Дворяне были готовы, им оставалось только попрощаться со своим господином.
— Вы поедете верхом? — спросил Генрих.
— Нет, сударь, — ответил К ел юс, — мы пойдем пешком. Это очень здоровое упражнение, оно освежает голову, а ваше величество тысячу раз говорили, что шпагу направляет не столько рука, сколько голова.
— Вы правы, сын мой. Вашу руку.
Келюс поклонился и поцеловал руку короля, остальные последовали его примеру.
Д’Эпернон опустился на колени и сказал:
— Государь, благословите мою шпагу.
— Нет, д’Эпернон, — возразил король, — отдайте вашу шпагу вашему пажу. У меня есть для вас шпаги получше. Шико, принеси их.
— Ну уж нет, — сказал Шико, — поручи это капитану своей гвардии, сын мой, я всего лишь шут, более того — всего лишь язычник, и благословения Небес могут превратиться в злые чары, коли мой друг дьявол догадается посмотреть на мои руки и увидит, что я несу.
— А что это за шпаги, государь? — спросил Шомберг, бросая взгляд на ящик, принесенный офицером.
— Итальянские шпаги, сын мой, шпаги, выкованные в Милане. Видите, какие у них прекрасные эфесы!

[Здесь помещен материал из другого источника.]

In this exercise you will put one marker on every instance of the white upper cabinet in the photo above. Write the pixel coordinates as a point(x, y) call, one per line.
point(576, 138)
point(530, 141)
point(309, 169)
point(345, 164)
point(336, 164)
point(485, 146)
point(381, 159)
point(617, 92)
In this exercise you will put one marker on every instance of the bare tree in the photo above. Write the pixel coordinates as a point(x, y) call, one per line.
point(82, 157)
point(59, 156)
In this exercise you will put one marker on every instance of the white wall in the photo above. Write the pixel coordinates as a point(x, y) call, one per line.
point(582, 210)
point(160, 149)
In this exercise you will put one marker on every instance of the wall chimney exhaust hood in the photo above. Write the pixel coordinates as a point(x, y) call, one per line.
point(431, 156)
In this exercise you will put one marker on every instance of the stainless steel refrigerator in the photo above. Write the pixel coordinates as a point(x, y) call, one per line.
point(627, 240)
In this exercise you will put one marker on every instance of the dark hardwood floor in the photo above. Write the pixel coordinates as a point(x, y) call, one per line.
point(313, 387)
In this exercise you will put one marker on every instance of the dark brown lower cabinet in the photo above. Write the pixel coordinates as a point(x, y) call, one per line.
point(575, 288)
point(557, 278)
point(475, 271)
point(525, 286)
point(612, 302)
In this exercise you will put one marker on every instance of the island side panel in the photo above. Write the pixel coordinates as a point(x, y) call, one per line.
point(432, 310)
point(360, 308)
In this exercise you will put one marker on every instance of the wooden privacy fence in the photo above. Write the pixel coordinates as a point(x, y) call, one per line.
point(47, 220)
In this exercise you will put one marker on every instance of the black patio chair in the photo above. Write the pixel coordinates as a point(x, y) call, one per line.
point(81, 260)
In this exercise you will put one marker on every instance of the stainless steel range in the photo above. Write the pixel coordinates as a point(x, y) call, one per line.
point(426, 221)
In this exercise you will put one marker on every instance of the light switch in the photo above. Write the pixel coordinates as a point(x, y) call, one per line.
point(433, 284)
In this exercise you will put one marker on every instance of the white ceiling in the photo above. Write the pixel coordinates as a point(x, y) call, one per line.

У всех у вас, кроме Шомберга, руки нежные, и первый же порез разоружит вас, если не прикрыть их надежно.
— Спасибо, спасибо, ваше величество! — воскликнули в один голос четверо молодых людей.
— Идите, уже время, — сказал король, который был не в силах больше сдерживать свое волнение.
— Государь, — спросил Келюс, — а ваше величество не будет смотреть на наш поединок, чтобы придать нам бодрости?
— Нет, это было бы неуместно. Вы деретесь тайно, вы деретесь без моего разрешения. Не будем придавать этому поединку излишней торжественности. И, главное, пусть считают, что он — следствие частной размолвки.
И король поистине величественным жестом отпустил своих фаворитов.
Когда они исчезли с его глаз, когда последние из их слуг перешагнули за порог Лувра и смолкло звяканье шпор и кирас, в которые были облачены снаряженные по-военному стремянные, король бросился на ковер и простонал:
— A-а! Я умираю.
— А я, — сказал Шико, — я хочу посмотреть на поединок. Не знаю почему, но у меня предчувствие: на поле д’Эпернона должно произойти что-то любопытное.
— Ты покидаешь меня, Шико? — произнес король жалобно.
— Да, — ответил Шико. — Если кто-нибудь из них будет плохо выполнять свой долг, я окажусь тут как тут, чтобы заменить его и поддержать честь моего короля.
— Что ж, ступай, — сказал Генрих.
Едва Шико получил разрешение, как тут же умчался с быстротою молнии.
Король отправился в оружейную, распорядился закрыть ставни, запретил кому бы то ни было в Лувре кричать или разговаривать и сказал Крийону, который знал обо всем, что должно было произойти:
— Если мы одержим победу, Крийон, ты придешь и скажешь мне об этом, если же, напротив, мы окажемся побежденными, ты трижды стукнешь в мою дверь.